Era appena qualche giorno fa: 31 dicembre, la Federazione Internazionale dei Giornalisti ,ha pubblicato la lista dei 120 giornalisti e operatori dei media morti nel 2023 (AtlanteGuerre). Inoltre, ben 547 giornalisti hanno passato il Capodanno in carcere. La Press Emblem Campaign (PEC), un'ONG svizzera con status consultivo speciale presso le Nazioni Unite, indica addirittura 140 vittime, con differenze che sono dovute ai criteri utilizzati per definire la qualifica professionale di giornalista.


Nella guerra in corso in Israele sono morti circa 23.000 palestinesi, tra cui almeno 72 giornalisti, secondo un conteggio della Reuters. E anche tre reporter libanesi. Ma le cifre non sono del tutto chiare: un'altra stima sale a 80 vittime, e un'altra ancora a 109. Il Committee to protect journalists (CPJ) ha registrato la morte di almeno 79 giornalisti e operatori dei media durante il conflitto iniziato da Israele contro Hamas indicando questo periodo come il più sanguinoso dal 1992. Sebbene l'offensiva israeliana contro la Palestina sia partita da soltanto tre mesi, la Federazione Internazionale dei Giornalisti ha indicato che il 68% dei giornalisti e degli operatori dei media morti nel mondo nel 2023 hanno perso la vita nel conflitto in Gaza.

La situazione a Gaza è particolarmente grave: dallo scorso ottobre si registrerebbe una media di quasi un giornalista morto al giorno.
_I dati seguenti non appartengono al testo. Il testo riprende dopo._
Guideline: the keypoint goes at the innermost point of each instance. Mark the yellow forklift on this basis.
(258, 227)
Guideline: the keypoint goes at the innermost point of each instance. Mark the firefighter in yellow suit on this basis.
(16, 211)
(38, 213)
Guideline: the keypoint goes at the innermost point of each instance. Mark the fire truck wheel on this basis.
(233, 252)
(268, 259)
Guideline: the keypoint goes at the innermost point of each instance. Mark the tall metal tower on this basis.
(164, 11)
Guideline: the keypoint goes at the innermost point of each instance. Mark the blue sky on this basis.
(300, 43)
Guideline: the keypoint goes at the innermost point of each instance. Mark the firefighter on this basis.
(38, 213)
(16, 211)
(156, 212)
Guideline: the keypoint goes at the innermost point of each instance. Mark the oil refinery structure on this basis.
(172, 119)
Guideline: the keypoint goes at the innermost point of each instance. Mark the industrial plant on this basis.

La maggior parte delle vittime erano freelance che lavoravano per testate anche straniere.

Ad inizio gennaio Mustafa ThurayaAli Salem Abu Ajwa e Hamza Dahdouh sono stati uccisi durante un raid attribuito all'esercito israeliano mentre svolgevano il loro lavoro a Gaza; la loro morte è stata giustificata con loro presunte complicità con Hamas.

Le purghe di Putin

Nella recente cronaca relativa al conflitto ucraino invece, ra i casi più significativi c'è quello di Zoya Konovalova, caporedattrice della redazione Internet dell'emittente televisiva e radiofonica statale di Kuban, nel sud della Russia È stata trovata senza vita nella sua abitazione e potrebbe essere stata avvelenata. Aveva lavorato come corrispondente e presentatrice per varie emittenti ed era madre di due figli, nota per il suo giornalismo indipendente e le sue critiche a Putin.
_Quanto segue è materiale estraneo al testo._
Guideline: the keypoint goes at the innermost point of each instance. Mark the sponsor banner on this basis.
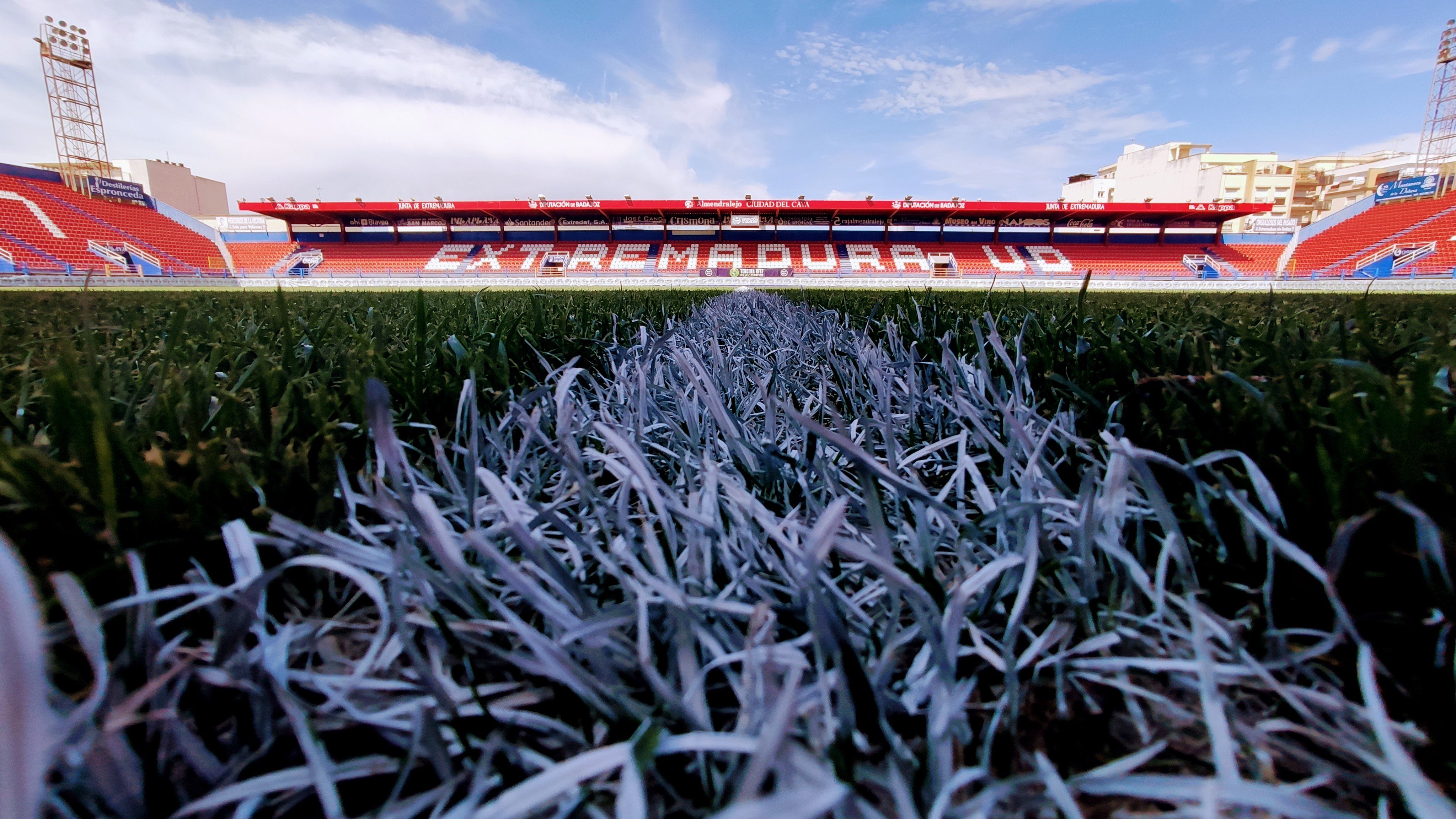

La giornalista Ekaterina Duntsova invece non ci ha rimesso la vita, ma è stata di fatto esclusa dalla vita politica del Paese: pacifista, nota per aver tentato una candidatura alle elezioni presidenziali russe contro Vladimir Putin. La sua registrazione è stata rifiutata dalla Commissione elettorale centrale russa a causa di "errori procedurali".
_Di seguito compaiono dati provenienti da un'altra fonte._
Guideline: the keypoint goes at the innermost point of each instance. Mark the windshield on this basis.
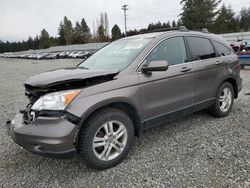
(117, 55)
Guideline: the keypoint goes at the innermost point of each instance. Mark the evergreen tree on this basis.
(61, 40)
(44, 39)
(198, 14)
(85, 31)
(78, 34)
(225, 21)
(68, 31)
(101, 34)
(116, 32)
(173, 24)
(245, 19)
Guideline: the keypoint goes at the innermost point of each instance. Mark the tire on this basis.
(217, 109)
(94, 127)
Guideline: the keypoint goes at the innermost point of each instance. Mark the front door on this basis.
(164, 93)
Poi c'è il caso dell'ex investigatore russo Serghei Khadzhikurbanov, condannato per l'uccisione della giornalista d'inchiesta Anna Politkovskaya nel 2006: dopo aver combattuto in Ucraina è stato graziato dal presidente russo. (nella foto:  Dmitry Muratov è uno dei fondatori di Novaja Gazeta, uno dei pochi giornali russi indipendenti rimasti, premio nobel per la pace 2021).

Sollievo in redazione

Per la libertà di stampa nel mondo a situazione sembra destinata ad aggravarsi ulteriormente, mentre non si vedono all'orizzonte misure concrete  per garantire la sicurezza degli operatori dei media e tutelare la libertà di espressione. Una notizia positiva arriva però oggi dall'Iran: Niloufar Hamedi ed Elahe Mohammadi, due giornaliste iraniane, sono state rilasciate su cauzione. Erano state messe in prigione nel settembre 2022 per aver denunciato la morte di Mahsa Amini, una giovane attivista iraniana di origini curde. Mahsa era morta il 16 settembre 2022 dopo essere stata arrestata per non aver rispettato le regole sull'abbigliamento femminile imposte in Iran. La sua morte aveva scatenato proteste a favore dei diritti delle donne e contro il regime degli ayatollah.